A new consensus statement on adult malnutrition suggests classifying patients in three categories related to the cause of malnutrition, according to an international committee of nutrition researchers. This approach could lead to improved diagnosis and treatment of malnutrition.
“Depending upon the criteria that are used, up to 50 percent of patients in hospitals or skilled nursing facilities have been estimated to be malnourished,” said Gordon Jensen, professor and head of nutritional sciences, Penn State.
Even though malnutrition has a far-reaching impact, widespread confusion exists in the clinical community on how to best identify it. Malnourished patients are frequently not identified as such, and those not affected are sometimes thought to be malnourished.
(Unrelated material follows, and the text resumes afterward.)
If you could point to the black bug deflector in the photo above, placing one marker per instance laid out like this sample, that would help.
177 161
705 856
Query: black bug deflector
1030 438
Part of this confusion is caused by the human body’s inflammatory response — the way the body fights disease, injury, and infection. Forms of malnutrition related to injury or disease often lead to loss of muscle and diminished function.
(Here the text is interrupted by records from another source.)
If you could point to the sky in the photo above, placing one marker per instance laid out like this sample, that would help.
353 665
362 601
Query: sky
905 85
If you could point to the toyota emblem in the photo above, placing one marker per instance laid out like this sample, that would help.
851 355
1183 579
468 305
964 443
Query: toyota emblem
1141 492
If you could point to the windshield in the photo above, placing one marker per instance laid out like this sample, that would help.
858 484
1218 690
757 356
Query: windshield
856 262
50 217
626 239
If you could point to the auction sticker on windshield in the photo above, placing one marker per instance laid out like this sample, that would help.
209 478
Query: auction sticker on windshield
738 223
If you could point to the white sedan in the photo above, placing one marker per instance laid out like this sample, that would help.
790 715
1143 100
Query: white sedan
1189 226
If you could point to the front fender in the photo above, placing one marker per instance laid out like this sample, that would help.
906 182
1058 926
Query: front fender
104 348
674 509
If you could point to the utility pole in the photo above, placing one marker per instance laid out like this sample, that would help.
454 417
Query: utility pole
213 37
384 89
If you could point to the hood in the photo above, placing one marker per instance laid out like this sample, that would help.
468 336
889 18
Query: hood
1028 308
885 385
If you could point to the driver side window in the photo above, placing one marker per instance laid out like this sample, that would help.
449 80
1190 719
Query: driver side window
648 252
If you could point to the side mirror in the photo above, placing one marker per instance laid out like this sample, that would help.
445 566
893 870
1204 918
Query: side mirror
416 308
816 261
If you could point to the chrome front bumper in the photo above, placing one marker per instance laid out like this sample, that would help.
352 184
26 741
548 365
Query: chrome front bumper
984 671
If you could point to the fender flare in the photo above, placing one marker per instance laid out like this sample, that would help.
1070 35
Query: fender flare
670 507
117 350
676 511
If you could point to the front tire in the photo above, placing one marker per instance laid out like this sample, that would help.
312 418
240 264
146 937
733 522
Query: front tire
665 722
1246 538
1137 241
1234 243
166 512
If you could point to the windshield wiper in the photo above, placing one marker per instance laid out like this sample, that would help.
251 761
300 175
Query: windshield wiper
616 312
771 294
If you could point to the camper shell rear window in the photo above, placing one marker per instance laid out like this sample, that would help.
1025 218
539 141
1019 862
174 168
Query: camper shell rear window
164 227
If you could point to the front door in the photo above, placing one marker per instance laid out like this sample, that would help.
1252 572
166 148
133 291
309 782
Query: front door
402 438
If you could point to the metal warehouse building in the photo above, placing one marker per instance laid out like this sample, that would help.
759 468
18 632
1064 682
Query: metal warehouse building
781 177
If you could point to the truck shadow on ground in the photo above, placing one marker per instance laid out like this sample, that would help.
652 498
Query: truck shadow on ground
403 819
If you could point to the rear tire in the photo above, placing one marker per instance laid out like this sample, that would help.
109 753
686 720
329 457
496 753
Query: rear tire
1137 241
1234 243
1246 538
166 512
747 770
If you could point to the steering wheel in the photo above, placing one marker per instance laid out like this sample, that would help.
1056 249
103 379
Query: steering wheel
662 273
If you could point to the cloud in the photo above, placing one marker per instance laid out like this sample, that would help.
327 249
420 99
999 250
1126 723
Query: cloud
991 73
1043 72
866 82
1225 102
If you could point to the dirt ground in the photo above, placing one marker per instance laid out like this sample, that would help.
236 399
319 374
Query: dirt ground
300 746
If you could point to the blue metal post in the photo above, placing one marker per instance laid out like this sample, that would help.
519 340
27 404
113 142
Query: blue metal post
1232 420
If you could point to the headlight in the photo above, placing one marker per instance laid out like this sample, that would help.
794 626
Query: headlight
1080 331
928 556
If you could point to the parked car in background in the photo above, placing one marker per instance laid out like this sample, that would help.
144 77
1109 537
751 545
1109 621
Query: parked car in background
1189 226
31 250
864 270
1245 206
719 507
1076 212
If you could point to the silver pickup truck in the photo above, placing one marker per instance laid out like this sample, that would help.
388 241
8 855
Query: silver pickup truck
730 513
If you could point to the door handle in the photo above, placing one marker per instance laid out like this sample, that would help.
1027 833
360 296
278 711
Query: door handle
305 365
“We’re taking a new starting point that we can all agree on, and one that is based on our modern understanding of malnutrition and inflammation,” said Jensen. Because there are no universally accepted definitions for many of the terms used to describe the different types of malnutrition, Jensen and his co-authors propose replacing existing terminology with a simplified strategy for diagnosing malnutrition.
Advocated by an international group of nutrition researchers, the statement appeared in both Clinical Nutrition and the Journal of Parenteral and Enteral Nutrition, and has already been formally endorsed by both the European Society for Parenteral and Enteral Nutrition and the American Society for Parenteral and Enteral Nutrition.
In the new diagnosis strategy, each person affected by malnutrition falls into one or more of three categories: starvation related, chronic disease related, or acute disease/injury related. This simple approach is expected to lead to improved diagnosis and treatment.
The international consensus committee is now working on supporting diagnostic criteria.
The guideline committee that wrote the consensus paper includes researchers from Canada, the United States, Brazil, New Zealand, Denmark, South Africa, Mexico, Australia, Paraguay, and the United Kingdom.